Raising Cane
Few people realize that southern Louisiana has been growing sugar cane for over 265 years, ever since Christopher Columbus brought it to the Americas in 1493. Jesuit priests began cultivating the crop in New Orleans in 1751.
Today, sugar cane is one of the state’s most important crops and part of an industry that employs close to 20,000 people, many of them of Cajun descent. The cane production is entirely limited to 800 family-owned or -operated plantations; there are 11 mills and two refineries that handle all of the processing, statewide.
“Louisiana’s sugar cane industry is very clean,” says Mike Daigle, CEO of Lula-Westfield, LLC. “All of the mills are biomass-powered, and sugar cane also produces more oxygen than any other plant on earth, due to its fast growth” which can exceed an inch a day.

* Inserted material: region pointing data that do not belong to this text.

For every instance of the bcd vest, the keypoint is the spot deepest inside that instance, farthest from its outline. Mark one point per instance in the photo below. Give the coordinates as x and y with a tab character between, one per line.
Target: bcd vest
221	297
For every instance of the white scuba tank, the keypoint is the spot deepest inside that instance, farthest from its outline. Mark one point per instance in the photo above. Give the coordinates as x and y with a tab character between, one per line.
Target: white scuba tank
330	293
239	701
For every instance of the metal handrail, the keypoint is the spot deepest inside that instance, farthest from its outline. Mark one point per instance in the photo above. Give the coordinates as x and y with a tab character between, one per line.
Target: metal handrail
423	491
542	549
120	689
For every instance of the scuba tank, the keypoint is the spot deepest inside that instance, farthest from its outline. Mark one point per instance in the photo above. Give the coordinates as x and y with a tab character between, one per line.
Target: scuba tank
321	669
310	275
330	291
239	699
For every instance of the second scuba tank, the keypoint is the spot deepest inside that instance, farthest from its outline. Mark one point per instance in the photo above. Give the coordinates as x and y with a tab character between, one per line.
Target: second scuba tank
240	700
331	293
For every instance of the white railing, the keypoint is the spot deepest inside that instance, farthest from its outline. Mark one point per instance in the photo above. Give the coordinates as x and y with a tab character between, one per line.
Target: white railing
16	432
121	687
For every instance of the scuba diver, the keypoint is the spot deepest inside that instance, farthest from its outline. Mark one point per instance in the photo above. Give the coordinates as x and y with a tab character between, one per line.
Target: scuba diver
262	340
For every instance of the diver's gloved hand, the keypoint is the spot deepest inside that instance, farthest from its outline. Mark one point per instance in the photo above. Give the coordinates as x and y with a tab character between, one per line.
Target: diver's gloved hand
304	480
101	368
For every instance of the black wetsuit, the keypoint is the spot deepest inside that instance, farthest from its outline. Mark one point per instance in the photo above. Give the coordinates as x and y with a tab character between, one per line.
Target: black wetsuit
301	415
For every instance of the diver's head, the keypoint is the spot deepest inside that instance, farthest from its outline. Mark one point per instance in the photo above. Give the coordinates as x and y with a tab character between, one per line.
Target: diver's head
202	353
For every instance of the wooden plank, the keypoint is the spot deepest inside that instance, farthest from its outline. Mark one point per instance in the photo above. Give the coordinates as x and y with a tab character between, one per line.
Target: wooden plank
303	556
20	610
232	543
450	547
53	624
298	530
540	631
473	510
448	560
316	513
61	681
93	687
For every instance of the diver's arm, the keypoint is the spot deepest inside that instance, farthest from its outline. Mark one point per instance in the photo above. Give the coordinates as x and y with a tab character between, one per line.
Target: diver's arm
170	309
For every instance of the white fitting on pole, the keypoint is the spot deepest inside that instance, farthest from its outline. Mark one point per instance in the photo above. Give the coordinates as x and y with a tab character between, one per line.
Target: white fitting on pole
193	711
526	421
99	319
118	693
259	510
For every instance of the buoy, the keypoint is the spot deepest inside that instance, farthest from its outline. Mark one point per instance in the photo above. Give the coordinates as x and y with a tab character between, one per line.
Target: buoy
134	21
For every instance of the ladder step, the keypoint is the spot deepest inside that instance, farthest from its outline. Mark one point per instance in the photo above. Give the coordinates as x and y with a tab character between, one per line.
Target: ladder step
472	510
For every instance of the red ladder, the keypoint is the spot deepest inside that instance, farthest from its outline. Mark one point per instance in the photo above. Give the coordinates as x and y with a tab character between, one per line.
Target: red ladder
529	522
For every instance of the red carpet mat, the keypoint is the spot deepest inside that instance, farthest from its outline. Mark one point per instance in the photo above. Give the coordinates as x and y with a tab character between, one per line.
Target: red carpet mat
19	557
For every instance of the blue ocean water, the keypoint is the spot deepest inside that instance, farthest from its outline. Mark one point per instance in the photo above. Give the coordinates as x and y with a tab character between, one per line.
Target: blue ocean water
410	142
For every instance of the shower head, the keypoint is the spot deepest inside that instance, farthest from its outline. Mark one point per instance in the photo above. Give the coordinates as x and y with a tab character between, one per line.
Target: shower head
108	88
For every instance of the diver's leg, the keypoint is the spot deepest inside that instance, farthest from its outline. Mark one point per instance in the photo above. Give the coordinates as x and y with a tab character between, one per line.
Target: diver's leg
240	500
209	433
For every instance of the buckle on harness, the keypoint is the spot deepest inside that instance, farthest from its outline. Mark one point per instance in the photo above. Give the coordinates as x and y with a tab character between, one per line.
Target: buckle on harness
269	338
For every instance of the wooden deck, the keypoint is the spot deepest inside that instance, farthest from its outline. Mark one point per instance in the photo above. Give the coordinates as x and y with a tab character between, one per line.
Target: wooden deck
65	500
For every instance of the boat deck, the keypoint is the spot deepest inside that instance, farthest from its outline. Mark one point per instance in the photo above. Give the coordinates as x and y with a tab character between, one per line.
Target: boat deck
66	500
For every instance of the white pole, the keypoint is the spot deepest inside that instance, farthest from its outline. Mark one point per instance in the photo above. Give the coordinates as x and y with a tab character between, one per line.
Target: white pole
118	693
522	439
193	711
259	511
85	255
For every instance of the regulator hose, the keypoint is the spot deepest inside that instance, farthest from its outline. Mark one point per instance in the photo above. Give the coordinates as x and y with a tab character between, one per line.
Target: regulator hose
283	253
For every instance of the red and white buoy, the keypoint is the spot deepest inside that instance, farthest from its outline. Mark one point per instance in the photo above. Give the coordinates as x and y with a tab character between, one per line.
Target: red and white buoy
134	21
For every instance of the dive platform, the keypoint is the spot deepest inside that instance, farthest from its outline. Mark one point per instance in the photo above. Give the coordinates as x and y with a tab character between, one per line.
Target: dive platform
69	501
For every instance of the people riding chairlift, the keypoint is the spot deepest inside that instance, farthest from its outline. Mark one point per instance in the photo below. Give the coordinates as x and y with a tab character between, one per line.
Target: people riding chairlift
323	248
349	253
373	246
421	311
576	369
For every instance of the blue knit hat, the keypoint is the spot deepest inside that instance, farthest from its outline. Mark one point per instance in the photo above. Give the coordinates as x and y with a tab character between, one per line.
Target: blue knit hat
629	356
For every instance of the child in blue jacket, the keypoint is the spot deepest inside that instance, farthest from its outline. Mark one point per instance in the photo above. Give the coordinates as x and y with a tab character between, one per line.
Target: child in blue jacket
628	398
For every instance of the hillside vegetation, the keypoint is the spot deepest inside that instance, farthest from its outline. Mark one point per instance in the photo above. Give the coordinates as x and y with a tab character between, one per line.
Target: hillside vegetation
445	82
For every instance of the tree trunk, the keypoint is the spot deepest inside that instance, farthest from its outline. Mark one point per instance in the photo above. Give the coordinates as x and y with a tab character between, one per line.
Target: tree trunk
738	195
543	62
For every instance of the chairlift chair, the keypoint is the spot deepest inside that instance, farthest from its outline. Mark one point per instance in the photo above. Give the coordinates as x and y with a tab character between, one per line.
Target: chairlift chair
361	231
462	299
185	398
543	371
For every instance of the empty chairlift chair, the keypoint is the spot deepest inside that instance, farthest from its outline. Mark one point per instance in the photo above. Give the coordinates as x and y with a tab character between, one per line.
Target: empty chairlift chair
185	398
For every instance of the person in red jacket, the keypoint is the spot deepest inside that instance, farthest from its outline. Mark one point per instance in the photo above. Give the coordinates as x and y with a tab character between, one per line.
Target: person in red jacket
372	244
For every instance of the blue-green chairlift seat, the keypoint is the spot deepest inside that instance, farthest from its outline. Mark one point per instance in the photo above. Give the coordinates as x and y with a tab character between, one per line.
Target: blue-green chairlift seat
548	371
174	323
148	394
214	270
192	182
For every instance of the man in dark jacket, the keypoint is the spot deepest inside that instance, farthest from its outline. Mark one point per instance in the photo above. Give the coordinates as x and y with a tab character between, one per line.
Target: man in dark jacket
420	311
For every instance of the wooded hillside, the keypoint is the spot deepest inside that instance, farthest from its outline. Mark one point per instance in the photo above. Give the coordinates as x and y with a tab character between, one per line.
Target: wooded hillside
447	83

Daigle’s ancestors have been in the sugar cane business for six generations; Lula Sugar Factory was founded in the late 1800s and acquired by Daigle’s grandfather in the 1920s. Lula merged with the family-owned Westfield Sugar Factory in 1997; the company continues to be good stewards of the land as well as personal friends with their employees and farmers (some of whom lease acreage from Lula-Westfield to grow cane).
Lula-Westfield sustainably produces high-quality raw (turbinado), non-GMO sugar and blackstrap molasses, which are used in over 30 domestic distilleries thanks to the door-opening efforts of Montanya, but some product is also exported to Caribbean countries.